Intelligence is Under Accounted For
- The companion concept to intelligence being over-rated is that intellectual capability is often under accounted for. This concept is often overlooked, and frequently confounded with the first concept.
- Differences in intellectual capability are rarely a showstopper in terms of being able to pursue the career you want, but, and this is a big but, they absolutely should be accounted for if you want to get the best outcome in your career.
- To instantiate this with a concrete example, think about the task of grant or proposal writing in academia. This is a key part of most academic and more senior researcher roles, which consumes a lot of your time and energy. You will often hear academics talk about spending significant time over months or even years writing a proposal.
- If you work in a field like robotics, computer vision, or machine learning, you will encounter researchers who have dozens of amazing ideas for new research projects at any one time, and who are able to beautifully articulate these ideas and write wonderfully compelling proposals, sometimes in a ridiculously short period of time. Some of this is no doubt due to different circumstances: maybe that academic had a particularly good set of supervisors who trained them well, and has been afforded more time to think about research. But some of those differences are also due to inherent intellectual capability as pertains to that particular set of tasks.
- Now here are the two key points. The first is that most things, for better or for worse, are inherently competitive: in academia and indeed most professions, you are competing with others to get jobs, promotions, and to get funding, in what are very competitive schemes with low success rates.

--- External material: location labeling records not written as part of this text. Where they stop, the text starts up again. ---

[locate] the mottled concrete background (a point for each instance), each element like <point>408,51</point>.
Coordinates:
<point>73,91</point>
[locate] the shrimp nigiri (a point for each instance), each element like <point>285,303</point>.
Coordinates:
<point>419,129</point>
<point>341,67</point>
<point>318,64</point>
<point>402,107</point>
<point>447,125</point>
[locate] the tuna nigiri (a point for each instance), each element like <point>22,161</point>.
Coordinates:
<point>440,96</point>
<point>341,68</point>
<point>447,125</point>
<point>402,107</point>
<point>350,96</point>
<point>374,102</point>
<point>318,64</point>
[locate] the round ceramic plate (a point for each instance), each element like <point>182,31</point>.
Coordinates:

- The second, most important point is this: if you are competing against some of these individuals, in raw idea generation and exposition in grant proposals, you will get smashed. If they have ten times as many ideas as you, if their ideas are as good or better than yours, and they’re ten times as fast as you at writing and submitting these proposals, you will break yourself trying to compete directly. You may think those numbers are exaggerations but they are very much real: there are individuals who will be an order of magnitude more prolific in idea generation, and in putting those ideas eloquently to paper, so to speak.
- Now that sounds like a pretty dire situation right, but at the same time you’re thinking to yourself that you probably know people of all different intellectual backgrounds and capabilities who do quite well in their job.
- And that comes down to the key takeaway, which is related to the first concept in this video: raw intellectual capability is just one piece of the puzzle, and other factors can more than compensate for any differences.
- To continue the grant submission example: you will have other strengths that you can bring to bear. They could be your ability to talk to and understand the needs of industry partners, gaining deep insights into real-world problems that can give your proposals a unique edge. You may have more life experience that you can bring to bear, by better situating the proposal in terms of the larger societal benefit. The key here is that beyond intellect, all other things are almost never equal, and you can leverage those other things you’re particularly strong at.
- This concept is of course related to the broader one of knowing and cultivating your strengths.
- There’s a corollary here too: if you are really brilliant in the core technical area of your career, one of the best investments you can make is in developing those other capabilities, which can often be weak spots for you.
- So in summary: I’ve covered two key concepts about intellect. The first is that it is frequently over-rated, because other considerations are often more important, and because it is much more rarely the limiting factor for various careers and opportunities than it is perceived to be. The second concept was that while intellectual capability differences are not the show stopper they’re often portrayed as, they most definitely should be accounted for, in planning how you do things and how you craft your value propositions and career.